You do want x86_64 binaries…with arm64/aarch64/ARMv8-a output. Exec format error means the program is designed to run on a different architecture, but your host PC won’t run aarch64 programs. The code which is produced by the compiler is normally the same as the architecture the compiler runs on (a native compiler), but as soon as you talk about cross compile (a cross compiler), then you have to specify an x86_64 package with aarch64 output.

Assuming you are natively compiling directly on the Jetson:

You wouldn’t need to specify “ARCH=…” if you are building kernels directly on the Jetson (nor would you specify “CROSS_COMPILE=…”). Native compile skips that.

Here is the official documentation from Nvidia on the toolchain. I wasn’t able to find aarch64 binaries for that exact version, but you could build the compiler from source:

It will probably take quite a while to do that on a Nano. You could use the default gcc that’s included and see how it goes (as linuxdev says, just omit the cross compiling bits), though cross compiling with the recommended toolchain is going to be a lot faster and is what Nvidia tests.

Although “ARCH=…” is not necessary, it doesn’t hurt. It is necessary, though, to remove “CROSS_COMPILE=…” to get it to use the local native compiler to build the kernel.

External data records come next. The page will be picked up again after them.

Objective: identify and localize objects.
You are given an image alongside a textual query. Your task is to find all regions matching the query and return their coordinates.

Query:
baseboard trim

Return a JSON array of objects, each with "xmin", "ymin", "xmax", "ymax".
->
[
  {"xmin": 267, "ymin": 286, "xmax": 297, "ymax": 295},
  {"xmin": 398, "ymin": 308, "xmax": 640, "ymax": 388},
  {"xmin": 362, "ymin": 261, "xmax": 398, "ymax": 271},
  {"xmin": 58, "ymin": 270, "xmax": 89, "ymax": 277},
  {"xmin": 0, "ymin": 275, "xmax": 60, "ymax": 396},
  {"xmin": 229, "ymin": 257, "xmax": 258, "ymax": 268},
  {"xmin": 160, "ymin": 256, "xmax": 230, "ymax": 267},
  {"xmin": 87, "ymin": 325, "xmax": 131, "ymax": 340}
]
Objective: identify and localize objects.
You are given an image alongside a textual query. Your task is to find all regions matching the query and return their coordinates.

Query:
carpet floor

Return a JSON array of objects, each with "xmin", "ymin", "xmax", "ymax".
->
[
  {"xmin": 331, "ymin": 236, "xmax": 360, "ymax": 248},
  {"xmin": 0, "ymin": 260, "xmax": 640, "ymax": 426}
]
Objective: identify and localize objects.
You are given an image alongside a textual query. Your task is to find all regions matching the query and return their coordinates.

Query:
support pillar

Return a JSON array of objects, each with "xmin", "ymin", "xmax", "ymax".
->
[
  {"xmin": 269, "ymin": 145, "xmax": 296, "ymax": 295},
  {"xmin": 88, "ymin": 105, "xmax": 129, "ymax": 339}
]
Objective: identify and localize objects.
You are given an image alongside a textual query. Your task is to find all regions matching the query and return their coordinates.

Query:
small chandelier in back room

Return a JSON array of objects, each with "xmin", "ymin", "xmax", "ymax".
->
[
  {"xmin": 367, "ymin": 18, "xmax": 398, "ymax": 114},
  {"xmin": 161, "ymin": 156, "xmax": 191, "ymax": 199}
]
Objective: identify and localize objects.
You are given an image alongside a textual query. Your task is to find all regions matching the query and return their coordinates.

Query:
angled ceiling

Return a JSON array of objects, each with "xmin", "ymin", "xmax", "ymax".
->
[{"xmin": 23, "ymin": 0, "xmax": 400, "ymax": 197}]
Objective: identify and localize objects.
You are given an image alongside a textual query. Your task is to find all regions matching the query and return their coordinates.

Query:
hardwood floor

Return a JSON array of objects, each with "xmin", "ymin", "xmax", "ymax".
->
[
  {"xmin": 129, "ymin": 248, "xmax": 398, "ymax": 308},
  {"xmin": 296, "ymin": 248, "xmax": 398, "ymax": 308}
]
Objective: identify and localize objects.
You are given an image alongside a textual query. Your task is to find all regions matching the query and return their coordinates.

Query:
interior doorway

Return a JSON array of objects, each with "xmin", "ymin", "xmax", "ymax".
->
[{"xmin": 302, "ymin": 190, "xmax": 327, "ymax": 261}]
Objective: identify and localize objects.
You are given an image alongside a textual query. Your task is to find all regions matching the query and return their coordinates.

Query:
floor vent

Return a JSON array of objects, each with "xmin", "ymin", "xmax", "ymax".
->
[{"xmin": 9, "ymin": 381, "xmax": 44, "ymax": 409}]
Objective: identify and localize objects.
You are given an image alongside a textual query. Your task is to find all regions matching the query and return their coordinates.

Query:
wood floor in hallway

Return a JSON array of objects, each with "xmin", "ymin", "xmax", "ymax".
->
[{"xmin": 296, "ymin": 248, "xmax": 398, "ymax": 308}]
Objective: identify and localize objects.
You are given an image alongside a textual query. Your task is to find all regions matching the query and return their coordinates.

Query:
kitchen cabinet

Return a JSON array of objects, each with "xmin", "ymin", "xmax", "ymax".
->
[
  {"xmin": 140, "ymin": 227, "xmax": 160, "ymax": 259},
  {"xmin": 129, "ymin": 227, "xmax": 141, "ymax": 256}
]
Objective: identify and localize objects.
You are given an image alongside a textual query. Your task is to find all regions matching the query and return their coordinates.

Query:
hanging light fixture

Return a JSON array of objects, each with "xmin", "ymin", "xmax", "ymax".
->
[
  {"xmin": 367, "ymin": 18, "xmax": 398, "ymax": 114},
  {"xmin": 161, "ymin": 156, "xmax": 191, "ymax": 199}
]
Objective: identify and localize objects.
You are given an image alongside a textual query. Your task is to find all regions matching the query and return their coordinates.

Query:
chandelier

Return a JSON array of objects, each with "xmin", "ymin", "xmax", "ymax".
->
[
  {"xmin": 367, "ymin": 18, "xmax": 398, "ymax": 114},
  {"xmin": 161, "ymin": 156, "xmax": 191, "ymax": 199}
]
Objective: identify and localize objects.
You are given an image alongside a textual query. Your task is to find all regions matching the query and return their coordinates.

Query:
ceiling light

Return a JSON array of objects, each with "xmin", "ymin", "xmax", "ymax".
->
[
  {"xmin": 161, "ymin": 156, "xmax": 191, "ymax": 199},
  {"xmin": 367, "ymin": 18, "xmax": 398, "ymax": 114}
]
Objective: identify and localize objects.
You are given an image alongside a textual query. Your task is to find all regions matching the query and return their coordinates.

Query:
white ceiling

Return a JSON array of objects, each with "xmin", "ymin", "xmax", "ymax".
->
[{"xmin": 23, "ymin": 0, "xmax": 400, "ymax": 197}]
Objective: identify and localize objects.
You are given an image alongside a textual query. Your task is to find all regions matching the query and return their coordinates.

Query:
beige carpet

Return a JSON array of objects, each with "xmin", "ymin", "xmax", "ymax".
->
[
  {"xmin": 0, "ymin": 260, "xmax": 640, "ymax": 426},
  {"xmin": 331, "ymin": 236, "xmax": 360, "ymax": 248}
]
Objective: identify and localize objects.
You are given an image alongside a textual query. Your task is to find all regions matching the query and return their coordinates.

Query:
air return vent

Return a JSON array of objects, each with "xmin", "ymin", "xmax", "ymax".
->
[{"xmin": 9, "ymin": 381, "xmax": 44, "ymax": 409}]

My hope was to use a different compiler than the native compiler so I could use a different version of the compiler than whatever happens to be installed on the system. But this works, so thanks.

Note that CROSS_COMPILE is only used if the architecture output is non-native. You can use a different C compiler, but that’d be “CC=/where/ever/it/is/gcc” (or similar…not sure how many other compilers work on the Linux kernel…“CC” implies a way to name the path to the native compiler).